Paru en 2015 dans la belle collection Signé chez Le Lombard, ce one-shot raconte une histoire à première vue typique de l'âge d'or du western : celle d'une poursuite menée par un shérif inflexible, presque infaillible, incarnant une nouvelle figure paternelle pour le garçon orphelin. Mais, après ces prémisses classiques, Pierre Dubois vire progressivement au crépusculaire, mettant en lumière les doutes, les fantômes et l'amertume de son anti-héros, qui se transforme peu à peu en vestige d'une époque bientôt révolue. Brièvement tempérée par la rencontre amicale d'un couple de fermiers, la chasse à l'homme se fera sans cesse plus lugubre, morbide, et s'achèvera sur la victoire amère de la justice. Amère car baignée dans le sang, celui des bandits mais aussi d'un compagnon ; amère car annonciatrice de la fin de l'innocence de l'enfance pour Jim. Celle-ci interviendra quelques années plus tard dans l'histoire, l'album opérant sur la fin quelques bonds dans le temps surprenants au premier abord, mais servant finalement très bien le propos.

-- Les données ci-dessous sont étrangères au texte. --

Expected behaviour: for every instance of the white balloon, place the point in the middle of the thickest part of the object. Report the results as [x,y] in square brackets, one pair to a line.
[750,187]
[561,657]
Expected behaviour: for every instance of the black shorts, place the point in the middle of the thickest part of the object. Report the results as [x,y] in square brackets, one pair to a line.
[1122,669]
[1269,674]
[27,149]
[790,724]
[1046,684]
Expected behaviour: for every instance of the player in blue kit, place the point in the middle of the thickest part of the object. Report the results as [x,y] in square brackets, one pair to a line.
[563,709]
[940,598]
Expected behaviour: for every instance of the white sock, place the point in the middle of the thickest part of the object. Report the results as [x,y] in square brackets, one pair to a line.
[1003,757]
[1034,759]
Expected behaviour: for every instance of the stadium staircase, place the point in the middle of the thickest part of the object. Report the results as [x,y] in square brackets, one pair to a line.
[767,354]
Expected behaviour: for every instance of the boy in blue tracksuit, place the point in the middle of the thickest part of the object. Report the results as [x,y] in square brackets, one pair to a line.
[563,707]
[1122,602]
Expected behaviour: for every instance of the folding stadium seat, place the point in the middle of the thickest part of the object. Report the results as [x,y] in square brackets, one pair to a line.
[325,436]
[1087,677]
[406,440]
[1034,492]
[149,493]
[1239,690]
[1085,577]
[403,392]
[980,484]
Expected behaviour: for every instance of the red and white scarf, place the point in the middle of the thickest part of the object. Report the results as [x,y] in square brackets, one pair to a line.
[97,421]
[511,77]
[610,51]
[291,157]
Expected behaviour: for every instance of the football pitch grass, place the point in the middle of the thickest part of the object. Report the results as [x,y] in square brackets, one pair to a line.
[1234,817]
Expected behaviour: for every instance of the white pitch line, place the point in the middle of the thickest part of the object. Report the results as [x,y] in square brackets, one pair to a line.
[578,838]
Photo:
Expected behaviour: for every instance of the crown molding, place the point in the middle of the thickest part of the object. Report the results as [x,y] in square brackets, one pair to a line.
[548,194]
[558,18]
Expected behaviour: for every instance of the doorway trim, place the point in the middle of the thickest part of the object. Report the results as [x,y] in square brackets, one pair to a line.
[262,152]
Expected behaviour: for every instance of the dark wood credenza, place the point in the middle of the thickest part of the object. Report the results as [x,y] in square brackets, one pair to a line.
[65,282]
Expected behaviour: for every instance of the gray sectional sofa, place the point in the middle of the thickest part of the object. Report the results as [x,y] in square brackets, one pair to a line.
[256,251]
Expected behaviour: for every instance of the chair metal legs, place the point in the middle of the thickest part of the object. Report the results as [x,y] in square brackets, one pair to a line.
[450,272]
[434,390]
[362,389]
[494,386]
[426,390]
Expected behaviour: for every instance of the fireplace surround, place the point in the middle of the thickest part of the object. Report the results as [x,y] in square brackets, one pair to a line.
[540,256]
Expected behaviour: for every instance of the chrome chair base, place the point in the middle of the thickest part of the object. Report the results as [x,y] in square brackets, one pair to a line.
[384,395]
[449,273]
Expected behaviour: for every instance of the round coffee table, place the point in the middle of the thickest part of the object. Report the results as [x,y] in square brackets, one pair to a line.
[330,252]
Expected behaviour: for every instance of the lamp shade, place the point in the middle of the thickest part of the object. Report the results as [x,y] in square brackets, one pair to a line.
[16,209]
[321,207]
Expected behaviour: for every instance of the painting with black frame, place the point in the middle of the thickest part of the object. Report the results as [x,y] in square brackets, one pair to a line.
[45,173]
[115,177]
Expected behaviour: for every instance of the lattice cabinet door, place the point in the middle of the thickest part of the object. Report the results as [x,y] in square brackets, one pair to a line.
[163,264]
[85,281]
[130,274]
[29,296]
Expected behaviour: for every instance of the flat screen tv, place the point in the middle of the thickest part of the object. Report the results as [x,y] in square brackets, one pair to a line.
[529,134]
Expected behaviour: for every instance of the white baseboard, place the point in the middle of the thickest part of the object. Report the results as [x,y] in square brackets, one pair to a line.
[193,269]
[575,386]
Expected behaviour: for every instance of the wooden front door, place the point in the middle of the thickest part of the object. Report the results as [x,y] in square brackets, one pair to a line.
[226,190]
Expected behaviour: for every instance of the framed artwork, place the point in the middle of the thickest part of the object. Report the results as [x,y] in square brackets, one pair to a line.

On sent, tout au long des 74 pages, une très grande connaissance du genre, et surtout un amour authentique pour celui-ci. Certaines scènes ne manquent pas de rappeler des passages mémorables de grands films, comme celle où un abruti en quête de gloire défie vainement Sykes, hommage à l'excellent La Cible humaine de Henry King (1950). Quant aux dessins, dus à Dimitri Armand, ils illustrent admirablement ce riche scénario. Les paysages grandioses de l'Ouest américain sont livrés avec abondance et fidélité, certains donnant l'impression de sortir tout droit des métrages d'Anthony Mann ou Delmer Daves. Les expressions des différents personnages (parmi lesquels on retrouve aussi les classiques barman de saloon, docteur, shérif local ou encore prostituée) sont également très bien rendues, et confèrent à cette agréable lecture une grande intensité émotionnelle.
Sykes est un superbe hommage au western, et même une déclaration d'amour, chaudement recommandé donc - et pas seulement aux amateurs du genre !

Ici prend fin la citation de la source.